The U.S. Environmental Protection Agency says the new modifications are expected to prevent greenhouse gas emissions.
"Energy Star's new specifications for televisions are turning the channel on energy guzzling sets - making them go the way of rabbit-ears and the black and white TV," said EPA Administrator Stephen Johnson.
High definition TVs are on display in a store in Baton Rouge, Louisiana. (Photo by John Sims courtesy LSU)
Some manufacturers are in favor of the stricter standard. Jon Fairhurst of Sharp Laboratories of America wrote in a January 18 letter to Katharine Kaplan of the EPA Office of Air and Radiation, "We believe that this new specification will help improve television power efficiency across the industry. Such action reduces greenhouse gas emissions, helps the environment and lowers costs for consumers."

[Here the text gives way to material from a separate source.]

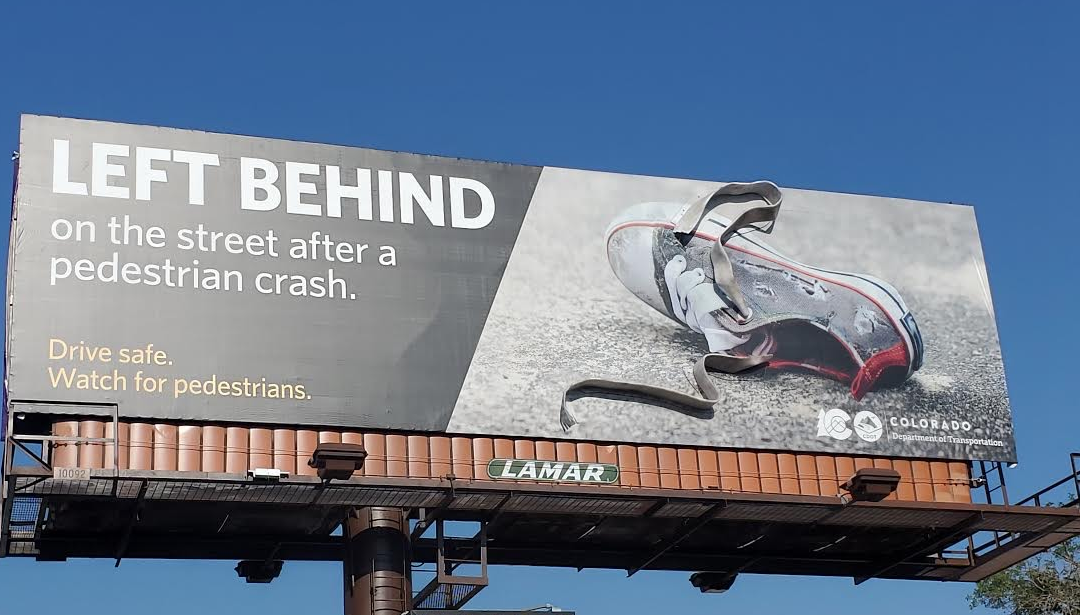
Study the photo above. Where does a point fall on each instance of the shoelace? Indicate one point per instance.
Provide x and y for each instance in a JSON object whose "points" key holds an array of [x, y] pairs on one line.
{"points": [[687, 222]]}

But others have problems with the new standard, which they object is an "all-TVs-are-the-same’ approach" that does not distinguish among technology types.
Peter Fannon, Panasonic vice president for technology policy, government and regulation, wrote in a January 24 letter to Kaplan, "Our strongly preferred approach - as we and other commenters have recommended from the outset - would be to establish separate Energy Star classes by TV technology type."

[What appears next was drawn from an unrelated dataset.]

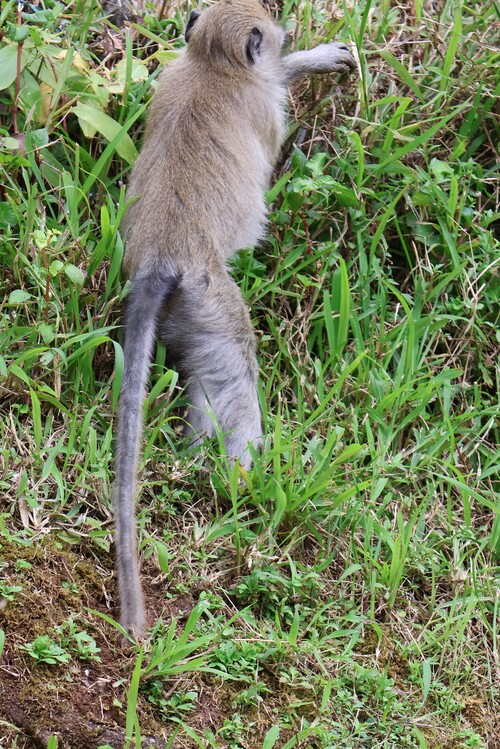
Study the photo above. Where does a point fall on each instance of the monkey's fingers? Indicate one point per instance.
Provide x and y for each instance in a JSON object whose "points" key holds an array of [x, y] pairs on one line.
{"points": [[343, 60]]}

"We are keenly disappointed that this Version 3.0 document still fails to differentiate among display technologies or to reflect the fact that different display technologies have dissimilar and distinct performance and energy consumption characteristics. Frankly, we believe this remains the primary shortcoming of the Draft Final specification," Fannon wrote.
"Consequently, and despite the consistent and near-universal use of separate product TV technology categories by manufacturers, retailers, consumer publications, and consumers themselves in their purchase determinations, the result of the ‘all-TVs-are-the-same’ approach in the Final Draft is a new program that promotes certain technologies at the expense of others," Fannon wrote.

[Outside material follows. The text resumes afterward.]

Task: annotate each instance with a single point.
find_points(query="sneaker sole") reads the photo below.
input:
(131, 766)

Fannon says the EPA's approach gives undue weight to rear projection TV which is rapidly disappearing from the marketplace. "Unfortunately, we believe all these things could undercut, rather than propel, the important and substantial Energy Star brand," he writes.
The winner of the Energy Star Partner of the Year Award for five consecutive years, Panasonic produces over 445 Energy Star labeled products, more than any other manufacturer.
Still, the EPA did not change its approach in response to Fannon's comments.
The United States now has more than 275 million TVs in use; they consume over 50 billion kilowatt hours per year.
According to recent market research, North American shipments of new TVs will top 36 million units in 2008.
"These TVs will typically be larger, in use more hours a day, and offer more vibrant pictures and other great features than their predecessors. However, these enhancements can come with a hefty energy price tag," Johnson said.
After the new specifications go into effect, if all TVs sold in the United States met the Energy Star requirements, the savings in energy costs would grow to about $1 billion annually and greenhouse gas emissions would be reduced by the equivalent of about one million cars.
Energy Star labeling was introduced by EPA in 1992 as a voluntary, market-based partnership to reduce greenhouse gas emissions through energy efficiency.
Today, the Energy Star label can be found on more than 50 different kinds of products as well as new homes and buildings.
TVs first earned the Energy Star label in 1998 and ever since, TV manufacturers and EPA have worked together on efficiency improvements.
Products that have earned the Energy Star designation prevent greenhouse gas emissions by meeting strict energy-efficiency specifications set by the U.S. government.
In 2006 alone, Americans choosing to purchase Energy Star products saved about $14 billion on their energy bills while reducing greenhouse gas emissions equivalent to those of 25 million vehicles, according to the EPA.